To ensure your messages get to the right people, consider the following strategies.

  • Segmentation: Email list segmentation splits your contacts into market segments based on predetermined conditions. For example, your welcome email goes to new subscribers, while a discount promotion goes to a specific group of current customers. Segmenting your list can help improve your email open rate, deliverability and responses.

  • Drip campaigns: After you collect and segment your list, harness the power of drip campaigns — pre-written messages that go out automatically based on specific triggers. And the sooner you hit your segmented mailing list at a measured rhythm, the better response you’ll get.

“For some reason, many business owners don’t send out any campaigns at all or even segment their lists,” noted Malte Scholz. “Then a time comes up when they want to sell something, and they send a sudden email blast out of nowhere, and they wonder why the campaign flopped. If people subscribe and then they get the first email from you asking to buy something six months later, that just won’t work.”

Scholz stressed the importance of building a relationship with your recipients. “Send an email every now and then, and make sure that every new subscriber gets a welcome email first,” Scholz advised. “You wouldn’t ask someone you’re interested in to marry you on the first date, would you?”

Did You Know? Email blasts can be easily confused with spam, so executing them correctly is crucial. Make them concise, appealing and thoughtful, with a clear and on-point CTA.10. Don’t use a no-reply email address.

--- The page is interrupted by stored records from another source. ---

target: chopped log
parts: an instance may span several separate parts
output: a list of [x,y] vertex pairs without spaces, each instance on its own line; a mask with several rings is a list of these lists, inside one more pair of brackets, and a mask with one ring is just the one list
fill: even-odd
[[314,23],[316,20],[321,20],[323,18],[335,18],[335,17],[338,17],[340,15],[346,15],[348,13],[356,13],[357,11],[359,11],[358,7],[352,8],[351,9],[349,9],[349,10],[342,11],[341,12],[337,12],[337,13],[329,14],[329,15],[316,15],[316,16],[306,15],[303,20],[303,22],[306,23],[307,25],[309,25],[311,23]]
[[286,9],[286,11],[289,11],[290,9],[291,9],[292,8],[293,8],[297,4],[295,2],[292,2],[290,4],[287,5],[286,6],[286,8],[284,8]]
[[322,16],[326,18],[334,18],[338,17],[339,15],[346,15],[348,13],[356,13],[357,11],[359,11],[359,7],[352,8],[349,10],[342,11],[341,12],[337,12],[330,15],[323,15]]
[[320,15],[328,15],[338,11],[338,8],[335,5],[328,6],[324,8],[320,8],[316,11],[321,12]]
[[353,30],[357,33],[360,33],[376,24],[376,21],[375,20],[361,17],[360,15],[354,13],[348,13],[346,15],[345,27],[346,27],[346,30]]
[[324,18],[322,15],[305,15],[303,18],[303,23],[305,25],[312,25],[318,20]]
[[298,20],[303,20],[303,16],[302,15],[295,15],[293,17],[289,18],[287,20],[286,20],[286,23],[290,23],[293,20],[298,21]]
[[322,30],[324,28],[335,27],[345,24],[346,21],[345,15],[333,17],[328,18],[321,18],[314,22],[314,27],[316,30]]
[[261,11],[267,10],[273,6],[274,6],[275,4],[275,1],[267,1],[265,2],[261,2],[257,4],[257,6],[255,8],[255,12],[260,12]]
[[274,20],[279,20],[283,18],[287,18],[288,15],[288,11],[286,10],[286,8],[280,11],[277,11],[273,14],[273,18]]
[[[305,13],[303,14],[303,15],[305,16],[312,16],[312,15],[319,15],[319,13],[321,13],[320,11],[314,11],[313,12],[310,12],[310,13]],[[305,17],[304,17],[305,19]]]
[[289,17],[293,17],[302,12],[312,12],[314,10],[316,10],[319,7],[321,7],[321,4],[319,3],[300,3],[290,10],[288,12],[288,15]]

Email is a powerful way to connect with people, and you should think of it as a two-way street. When you send marketing emails to your customers, avoid using a no-reply email address. While it may be tempting, a no-reply address can hurt your marketing efforts in two ways: reduced deliverability and poor user experience.

  • Reduced deliverability: Some users have security settings that automatically send no-reply emails straight to their junk folder. This means your carefully curated marketing email may not even reach your customers’ inboxes if you use a no-reply email address.

  • Poor user experience: A no-reply address can diminish the overall customer experience with your brand. It can be frustrating if a customer wants to reply to one of your emails with feedback (or possibly to opt out of further messages) and receives an auto-response saying their message could not be delivered.